Asana returns extra data in the get_token reponse pertaining to the current user (which MAY have unicode UTF-8 data). Because the underlying network layer (ruby's Net::HTTP) returns data as ASCII-8BIT, the current code causes this error to occur.

Note this is a SUCCESSFUL token reponse (e.g. no errors)

Backtrace

/gems/oauth2-1.2.0/lib/oauth2/error.rb:30 in encode
/gems/oauth2-1.2.0/lib/oauth2/error.rb:30 in error_message
/gems/oauth2-1.2.0/lib/oauth2/error.rb:17 in initialize
/gems/oauth2-1.2.0/lib/oauth2/client.rb:139 in new
/gems/oauth2-1.2.0/lib/oauth2/client.rb:139 in get_token
/gems/oauth2-1.2.0/lib/oauth2/strategy/auth_code.rb:29 in get_token

A few questions.

  • Why is an error instance always created on line 139 of client.rb if the check for having an error in the first place happens on line 140? It would make better sense to create that instance IN the raise(error) instead?
  • why is the error message routine changing the encoding of the response body anyways? and why to the "hand-built" string up on line 14?
    • which is always US-ASCII in this scenario as code and description are both nil.
      • "#{nil}: #{nil}".encoding == US-ASCII
      • outputting a nil in that above string cause the encoding to degenerate to US-ASCII, even if one is UTF-8 or ASCII-8BIT

However, regardless, even if the error string data WERE correct, if there is ANY UTF-8 data in the string, the encode line will cause an error.

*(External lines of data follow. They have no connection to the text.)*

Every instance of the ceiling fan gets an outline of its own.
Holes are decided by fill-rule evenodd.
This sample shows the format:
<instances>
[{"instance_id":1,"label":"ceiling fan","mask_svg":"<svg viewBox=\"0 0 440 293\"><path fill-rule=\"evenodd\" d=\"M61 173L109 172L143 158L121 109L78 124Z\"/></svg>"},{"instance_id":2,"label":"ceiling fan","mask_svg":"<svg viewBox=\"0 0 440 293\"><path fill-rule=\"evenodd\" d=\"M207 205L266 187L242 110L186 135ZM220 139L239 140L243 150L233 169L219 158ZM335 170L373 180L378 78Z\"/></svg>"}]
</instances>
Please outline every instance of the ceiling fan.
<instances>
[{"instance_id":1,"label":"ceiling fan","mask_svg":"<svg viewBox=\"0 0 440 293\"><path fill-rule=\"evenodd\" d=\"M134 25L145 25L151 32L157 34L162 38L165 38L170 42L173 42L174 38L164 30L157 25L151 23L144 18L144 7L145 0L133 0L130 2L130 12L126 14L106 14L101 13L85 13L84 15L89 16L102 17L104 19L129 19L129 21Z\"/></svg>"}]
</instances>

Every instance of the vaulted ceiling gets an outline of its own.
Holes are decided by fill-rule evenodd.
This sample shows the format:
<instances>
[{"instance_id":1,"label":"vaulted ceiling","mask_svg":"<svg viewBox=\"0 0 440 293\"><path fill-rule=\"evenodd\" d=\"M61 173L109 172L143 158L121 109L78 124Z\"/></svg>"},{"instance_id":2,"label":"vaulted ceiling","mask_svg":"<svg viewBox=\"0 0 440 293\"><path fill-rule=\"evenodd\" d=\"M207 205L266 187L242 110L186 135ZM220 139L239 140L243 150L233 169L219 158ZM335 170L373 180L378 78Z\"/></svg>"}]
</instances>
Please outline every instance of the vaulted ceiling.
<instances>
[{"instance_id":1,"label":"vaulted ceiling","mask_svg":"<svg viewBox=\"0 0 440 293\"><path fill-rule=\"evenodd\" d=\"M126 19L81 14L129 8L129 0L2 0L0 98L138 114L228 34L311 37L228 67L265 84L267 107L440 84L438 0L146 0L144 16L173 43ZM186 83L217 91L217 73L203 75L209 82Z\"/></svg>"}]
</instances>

body = 'sometext with UTF-8 André '.force_encoding('ASCII-8BIT')
body.encode('US-ASCII')  # will raise Encoding::UndefinedConversionError:"\xC3" to UTF-8 in conversion from ASCII-8BIT to UTF-8 to US-ASCII
body.encode('UTF-8')  # will raise Encoding::UndefinedConversionError: "\xC3" from ASCII-8BIT to UTF-8
body.encode('ASCII-8BIT') # raises nothing

There are a few things that I see need to be changed here.

  1. the error class should not be instantiated if there is no error detected (thus avoiding 99% of this nonsense)
  2. The re-encoding should simply not happen, OR it should have a "replace" mode activated e.g. response_body.encode(script_encoding, :invalid => :replace, :undef => :replace)

Right now we have customers who can not authenticate with Asana due to the name André appearing in the response data, and this unnecessary error class being created causing an error.